Felice Bell was named the winner of the Xpress 2016 Indie 500 Flash Fiction Contest for her story, “Finding Astrid.” Bell’s entry was one of 55 submissions. The final judges were Jake Bible and Katey Schultz, who also named “Hitters” by Dan Damerville and “Ink” by Mare Carmody Borgelt as the runners up. Those stories will be published in next week’s issue of Xpress.
Finalists in the contest were Ellen Perry for “Bleak Midwinter,” Jim Himmelheber for “Please Pass the Stranger,” Lea McLellan for “The Date,” M. Jean Smith for “West Asheville 1987,” Rod Johnston for “Call Me Gibson,” Greg Candle for “The Day Hank Williams Came to Bunkum,” Maria Thomas for “In Sylva Time Stands,” Jan Meriwether for “Hanging at the Diner” and Scott Milhas for “Unaduti.”
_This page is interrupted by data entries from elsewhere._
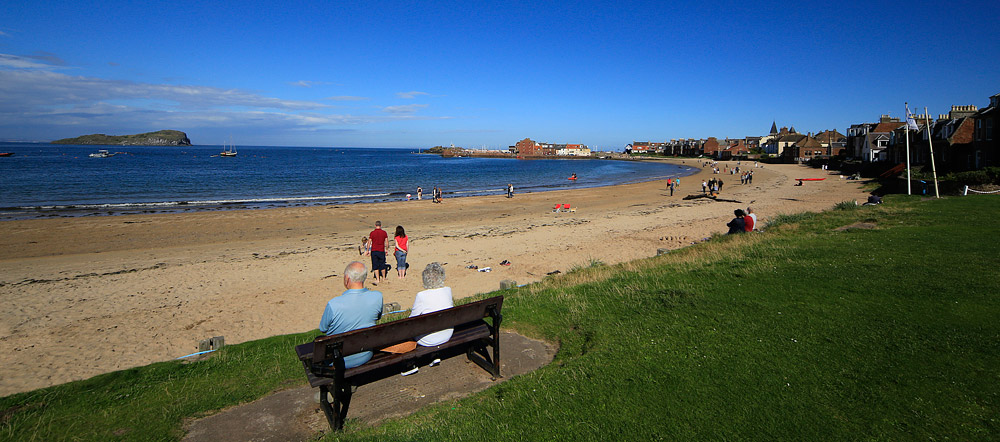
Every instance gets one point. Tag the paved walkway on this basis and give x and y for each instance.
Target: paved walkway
(294, 415)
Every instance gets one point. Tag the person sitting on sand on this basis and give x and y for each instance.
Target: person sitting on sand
(356, 308)
(434, 297)
(737, 225)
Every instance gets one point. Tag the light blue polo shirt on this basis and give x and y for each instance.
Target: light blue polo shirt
(353, 309)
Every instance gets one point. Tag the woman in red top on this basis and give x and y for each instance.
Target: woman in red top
(402, 247)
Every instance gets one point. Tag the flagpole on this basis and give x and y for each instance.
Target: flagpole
(907, 133)
(930, 142)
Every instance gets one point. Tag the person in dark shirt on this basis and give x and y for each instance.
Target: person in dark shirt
(737, 225)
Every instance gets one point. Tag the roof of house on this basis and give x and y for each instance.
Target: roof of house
(791, 138)
(809, 143)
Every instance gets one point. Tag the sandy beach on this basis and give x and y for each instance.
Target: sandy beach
(81, 295)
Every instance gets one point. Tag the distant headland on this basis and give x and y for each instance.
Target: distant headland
(158, 138)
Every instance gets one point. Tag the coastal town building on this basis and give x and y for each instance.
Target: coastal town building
(986, 148)
(876, 140)
(951, 136)
(530, 148)
(573, 150)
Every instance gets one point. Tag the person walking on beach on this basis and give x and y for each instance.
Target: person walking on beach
(402, 247)
(355, 308)
(737, 225)
(379, 240)
(751, 220)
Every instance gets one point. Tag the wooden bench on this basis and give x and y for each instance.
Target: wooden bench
(323, 358)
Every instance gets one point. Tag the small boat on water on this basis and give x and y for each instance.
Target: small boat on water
(103, 153)
(228, 151)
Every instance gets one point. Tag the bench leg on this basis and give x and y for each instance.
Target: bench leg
(337, 411)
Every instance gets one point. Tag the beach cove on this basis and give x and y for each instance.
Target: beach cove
(82, 294)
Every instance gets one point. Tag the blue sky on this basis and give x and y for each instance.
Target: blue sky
(419, 74)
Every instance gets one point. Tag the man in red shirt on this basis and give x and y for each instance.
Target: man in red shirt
(750, 220)
(379, 242)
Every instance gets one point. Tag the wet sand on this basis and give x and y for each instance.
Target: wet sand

Bell’s winning story appears in full:
“Finding Astrid”
They found my sister’s Honda jammed into dog hobble edging the French Broad. She hadn’t been home or to the restaurant on Patton for days. We hoped she’d left her boyfriend and run off to Nashville again. We didn’t like Kevin: He drank excessively and wore body spray.
The Honda sat in the impound lot downtown while it was checked for prints. If Astrid turned up, would she want it back? It broke my heart to think the word “if” in that sentence. It felt the way a dentist’s drill feels before the Novocaine starts.
After retrieving the Honda, I attacked it with organic citronella cleaner. I filled flesh-colored Ingles bags with crusty burrito wrappers, crumpled energy drink cans, and 14 Orange Peel ticket stubs.
Three years earlier, I graduated and left for UNC Charlotte to learn about drinking from Solo cups and pretending to be a different kind of girl. A year after that, Astrid graduated and worked at a Clock Restaurant in Greenville before moving home. She waited on her high school teachers; they whispered phrases like “unrealized potential.”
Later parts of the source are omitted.